Lastly, on or about January 28, 2021, WV despatched out a discover to its gross sales representatives stating that there can be no merger between WV and Seacret and that WV would solely permit its gross sales representatives to promote Seacret merchandise, as outlined within the LSA, till such time as the worldwide journey business rebounded.
Shabat winds up his declaration with the stunning admission that former WV Dan Stammen is poised to return.
On or about February 26, 2021, Dan Stammen, a former President of WV, hosted a Zoom name with numerous Seacret and WV gross sales representatives.
On this name, a recording of which I’ve seen, Stammen made quite a few disparaging feedback about Seacret and presaged the precise litigation that WV filed in opposition to Seacret per week later.
Stammen additionally informed the attendees that he was coming again to WV as CEO and that he had a deal to take the corporate out of chapter.

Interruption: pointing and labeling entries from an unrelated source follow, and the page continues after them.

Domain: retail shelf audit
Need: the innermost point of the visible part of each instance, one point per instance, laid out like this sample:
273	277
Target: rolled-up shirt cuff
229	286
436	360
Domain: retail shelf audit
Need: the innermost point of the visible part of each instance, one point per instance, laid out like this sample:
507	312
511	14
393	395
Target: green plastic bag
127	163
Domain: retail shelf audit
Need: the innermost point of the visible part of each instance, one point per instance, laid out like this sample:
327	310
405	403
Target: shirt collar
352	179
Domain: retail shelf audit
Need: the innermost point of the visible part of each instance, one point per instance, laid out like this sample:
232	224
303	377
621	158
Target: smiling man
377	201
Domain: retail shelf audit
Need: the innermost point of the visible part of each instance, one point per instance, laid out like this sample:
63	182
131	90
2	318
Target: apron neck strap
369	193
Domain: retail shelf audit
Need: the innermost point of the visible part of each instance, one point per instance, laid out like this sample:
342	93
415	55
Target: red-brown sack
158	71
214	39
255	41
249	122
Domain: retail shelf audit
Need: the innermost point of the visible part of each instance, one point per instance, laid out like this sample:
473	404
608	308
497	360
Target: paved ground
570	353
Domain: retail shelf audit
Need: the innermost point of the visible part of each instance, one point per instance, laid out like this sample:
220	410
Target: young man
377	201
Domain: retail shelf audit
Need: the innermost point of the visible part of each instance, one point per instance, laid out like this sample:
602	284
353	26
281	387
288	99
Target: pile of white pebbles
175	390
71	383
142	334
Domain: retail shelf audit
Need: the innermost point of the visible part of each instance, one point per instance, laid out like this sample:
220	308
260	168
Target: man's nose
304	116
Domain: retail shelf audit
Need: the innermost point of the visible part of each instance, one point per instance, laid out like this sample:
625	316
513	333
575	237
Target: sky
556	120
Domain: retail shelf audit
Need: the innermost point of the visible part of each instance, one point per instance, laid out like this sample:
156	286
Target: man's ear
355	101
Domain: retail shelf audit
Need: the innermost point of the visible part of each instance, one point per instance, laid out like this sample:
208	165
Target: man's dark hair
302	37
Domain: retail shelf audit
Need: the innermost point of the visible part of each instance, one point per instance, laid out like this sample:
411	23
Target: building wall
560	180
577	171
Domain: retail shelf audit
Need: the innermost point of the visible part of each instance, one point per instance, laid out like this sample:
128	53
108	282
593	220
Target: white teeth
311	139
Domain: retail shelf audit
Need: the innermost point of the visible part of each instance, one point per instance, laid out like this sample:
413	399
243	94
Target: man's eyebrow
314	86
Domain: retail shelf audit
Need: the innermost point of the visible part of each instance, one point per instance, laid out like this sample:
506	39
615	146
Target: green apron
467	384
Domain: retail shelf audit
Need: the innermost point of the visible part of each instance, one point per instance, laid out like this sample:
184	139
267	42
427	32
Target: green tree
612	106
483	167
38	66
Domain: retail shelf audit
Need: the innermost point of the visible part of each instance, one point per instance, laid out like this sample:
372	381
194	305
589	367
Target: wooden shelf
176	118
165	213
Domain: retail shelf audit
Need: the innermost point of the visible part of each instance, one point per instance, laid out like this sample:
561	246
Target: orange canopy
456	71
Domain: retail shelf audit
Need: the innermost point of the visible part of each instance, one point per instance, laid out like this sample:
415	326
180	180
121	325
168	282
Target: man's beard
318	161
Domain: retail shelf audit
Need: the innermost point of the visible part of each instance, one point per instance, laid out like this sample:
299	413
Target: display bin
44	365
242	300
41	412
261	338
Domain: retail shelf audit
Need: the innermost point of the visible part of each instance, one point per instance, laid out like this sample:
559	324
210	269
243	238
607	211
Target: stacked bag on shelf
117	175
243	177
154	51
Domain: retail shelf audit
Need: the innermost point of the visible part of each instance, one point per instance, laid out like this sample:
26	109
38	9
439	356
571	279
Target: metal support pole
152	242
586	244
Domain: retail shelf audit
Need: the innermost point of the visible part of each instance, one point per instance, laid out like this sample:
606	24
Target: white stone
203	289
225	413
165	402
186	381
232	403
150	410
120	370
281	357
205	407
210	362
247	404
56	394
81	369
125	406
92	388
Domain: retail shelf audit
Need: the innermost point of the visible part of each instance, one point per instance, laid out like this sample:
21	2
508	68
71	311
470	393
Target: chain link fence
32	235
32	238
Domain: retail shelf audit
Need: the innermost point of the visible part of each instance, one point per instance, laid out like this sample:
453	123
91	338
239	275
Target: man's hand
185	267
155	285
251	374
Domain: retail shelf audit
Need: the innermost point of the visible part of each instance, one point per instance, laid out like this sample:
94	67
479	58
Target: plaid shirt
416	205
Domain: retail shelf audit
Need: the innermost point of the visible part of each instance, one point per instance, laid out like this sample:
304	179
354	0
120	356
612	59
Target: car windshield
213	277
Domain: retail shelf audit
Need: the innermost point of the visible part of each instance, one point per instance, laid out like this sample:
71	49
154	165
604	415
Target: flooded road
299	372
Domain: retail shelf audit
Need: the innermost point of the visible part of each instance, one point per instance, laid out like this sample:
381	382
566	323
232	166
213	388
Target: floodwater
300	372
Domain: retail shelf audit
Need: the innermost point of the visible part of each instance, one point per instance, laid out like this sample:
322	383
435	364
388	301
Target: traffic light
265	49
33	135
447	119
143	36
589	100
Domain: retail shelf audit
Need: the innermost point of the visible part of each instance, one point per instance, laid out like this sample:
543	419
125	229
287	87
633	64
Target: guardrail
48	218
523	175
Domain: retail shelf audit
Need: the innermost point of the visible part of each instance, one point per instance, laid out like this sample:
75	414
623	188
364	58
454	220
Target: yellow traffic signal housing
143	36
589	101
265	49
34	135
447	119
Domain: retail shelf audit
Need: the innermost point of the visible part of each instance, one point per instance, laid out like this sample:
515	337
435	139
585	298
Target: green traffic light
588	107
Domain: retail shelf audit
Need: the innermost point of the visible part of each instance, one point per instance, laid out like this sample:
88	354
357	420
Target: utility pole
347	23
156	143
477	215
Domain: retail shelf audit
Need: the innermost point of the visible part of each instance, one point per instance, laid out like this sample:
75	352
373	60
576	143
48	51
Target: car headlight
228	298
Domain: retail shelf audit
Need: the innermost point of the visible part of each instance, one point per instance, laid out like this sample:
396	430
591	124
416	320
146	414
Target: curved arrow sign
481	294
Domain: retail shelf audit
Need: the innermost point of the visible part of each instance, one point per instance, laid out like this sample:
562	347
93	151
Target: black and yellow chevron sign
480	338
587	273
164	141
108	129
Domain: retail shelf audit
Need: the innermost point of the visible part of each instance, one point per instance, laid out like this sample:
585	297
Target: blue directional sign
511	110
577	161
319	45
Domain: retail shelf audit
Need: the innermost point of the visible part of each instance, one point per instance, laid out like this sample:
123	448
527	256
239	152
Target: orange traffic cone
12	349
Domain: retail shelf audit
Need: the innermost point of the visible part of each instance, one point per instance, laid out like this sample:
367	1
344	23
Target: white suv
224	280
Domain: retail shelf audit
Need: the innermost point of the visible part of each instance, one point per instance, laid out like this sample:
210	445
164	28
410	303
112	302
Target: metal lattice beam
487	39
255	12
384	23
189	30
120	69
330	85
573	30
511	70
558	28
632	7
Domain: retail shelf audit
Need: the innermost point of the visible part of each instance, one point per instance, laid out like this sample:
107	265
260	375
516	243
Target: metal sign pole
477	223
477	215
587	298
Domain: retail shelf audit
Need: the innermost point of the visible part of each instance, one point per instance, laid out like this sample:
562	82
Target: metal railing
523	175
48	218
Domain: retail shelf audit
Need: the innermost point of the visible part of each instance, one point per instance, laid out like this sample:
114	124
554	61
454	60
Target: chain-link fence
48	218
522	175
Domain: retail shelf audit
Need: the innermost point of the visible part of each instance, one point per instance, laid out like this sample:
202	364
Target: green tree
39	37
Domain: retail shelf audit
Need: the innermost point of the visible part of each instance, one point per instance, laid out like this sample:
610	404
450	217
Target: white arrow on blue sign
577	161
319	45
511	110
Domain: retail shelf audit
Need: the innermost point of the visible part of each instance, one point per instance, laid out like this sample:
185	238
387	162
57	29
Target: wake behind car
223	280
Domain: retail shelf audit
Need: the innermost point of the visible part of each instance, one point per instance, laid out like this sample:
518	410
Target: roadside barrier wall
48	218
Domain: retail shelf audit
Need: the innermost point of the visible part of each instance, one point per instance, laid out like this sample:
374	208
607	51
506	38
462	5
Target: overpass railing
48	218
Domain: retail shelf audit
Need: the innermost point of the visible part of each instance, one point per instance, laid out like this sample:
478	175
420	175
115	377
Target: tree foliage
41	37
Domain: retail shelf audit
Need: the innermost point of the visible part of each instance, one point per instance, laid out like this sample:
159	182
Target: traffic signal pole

When requested who can be staying at WV in reference to this deal, Stammen replied that Michael Poates, Eric Haynes and Paul Jenkins would run the enterprise.
Noticeably absent from that checklist is Wayne Nugent. Did Poates lastly get Nugent to again off, with or with out the specter of a felony referral?
On the time of publication I haven’t heard something out of WorldVentures signalling Nugent’s departure or Dan Stammen’s govt return.
Stammen is a co-owner of Spherature Investments, WorldVentures’ dad or mum firm.
As per public chapter filings, as of December 2020 WorldVentures owed Stammen $1.7 million {dollars}.
The court docket has but to subject a ruling on WorldVentures’ movement for a preliminary injunction in opposition to Eddie Head.
Individually, WorldVentures has additionally filed go well with in opposition to Seacret Direct.
Replace twenty eighth March 2021 – Izhak Shabat’s declaration is certainly one of 5 in help of Eddie Head.
I’ve gone over claims made in all 5 declarations in a separate article.
Replace 14th April 2021 – WorldVentures has secured a preliminary injunction in opposition to Eddie Head.